Targeting Heat Shock Proteins 60 and 70 of Toxoplasma gondii as a Potential Drug Target: In Silico Approach

Abstract

Heat shock proteins (Hsps) 60 and 70 are postulated as a potential drug target for toxoplasmosis due to its importance in the developmental and survival of Toxoplasma gondii (T. gondii). As of today, there have been no reports on three-dimensional (3D) structure of Hsp60 and Hsp70 deposited in the Brookhaven Protein Data Bank. Hence, this study was conducted to predict 3D structures for Hsp60 and Hsp70 in T. gondii by homology modeling. Selection of the best predicted model was done based on multiple scoring functions. In addition, virtual screening was performed to short-list chemical compounds from the National Cancer Institute (NCI) Diversity Set III in search of potential inhibitor against Hsp60 and Hsp70 in T. gondii.

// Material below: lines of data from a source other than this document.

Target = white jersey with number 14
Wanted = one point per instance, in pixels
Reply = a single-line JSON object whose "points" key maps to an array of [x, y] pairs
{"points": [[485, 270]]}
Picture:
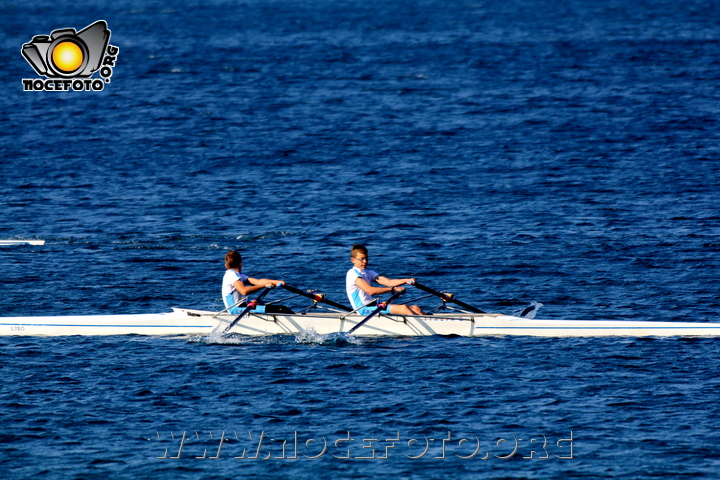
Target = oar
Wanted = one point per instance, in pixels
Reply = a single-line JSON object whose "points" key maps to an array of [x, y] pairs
{"points": [[316, 297], [379, 308], [447, 298], [251, 306]]}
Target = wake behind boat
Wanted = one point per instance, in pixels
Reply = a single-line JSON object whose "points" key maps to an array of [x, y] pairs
{"points": [[339, 320]]}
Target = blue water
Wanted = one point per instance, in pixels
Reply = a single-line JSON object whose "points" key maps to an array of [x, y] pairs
{"points": [[511, 152]]}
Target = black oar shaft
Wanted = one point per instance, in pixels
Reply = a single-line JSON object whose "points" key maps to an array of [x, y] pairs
{"points": [[379, 309], [447, 298], [316, 297], [251, 306]]}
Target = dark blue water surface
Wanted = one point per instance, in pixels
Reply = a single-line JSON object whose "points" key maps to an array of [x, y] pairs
{"points": [[561, 152]]}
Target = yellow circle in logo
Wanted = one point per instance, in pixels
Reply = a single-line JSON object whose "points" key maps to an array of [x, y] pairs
{"points": [[67, 56]]}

Prior to virtual screening, binding sites of Hsp60 and Hsp70 were predicted using various servers and were used as the center in docking studies. The Hsps were docked against known natural ligands to validate the method used in estimating free energy of binding (FEB) and possible interactions between ligand and protein. Virtual screening was performed with a total of 1560 compounds from the NCI Diversity Set III. The compounds were ranked subsequently according to their FEB. Molecular basis of interactions of the top five ranked compounds was investigated using Ligplot⁺. The major interactions exhibited were hydrogen bonding and hydrophobic interactions in binding to Hsp60 and Hsp70. The results obtained provided information and guidelines for the development of inhibitors for Hsp60 and Hsp70 in T. gondii.

Keywords: Heat shock protein; Homology modeling; Molecular docking; Toxoplasmosis; Virtual screening.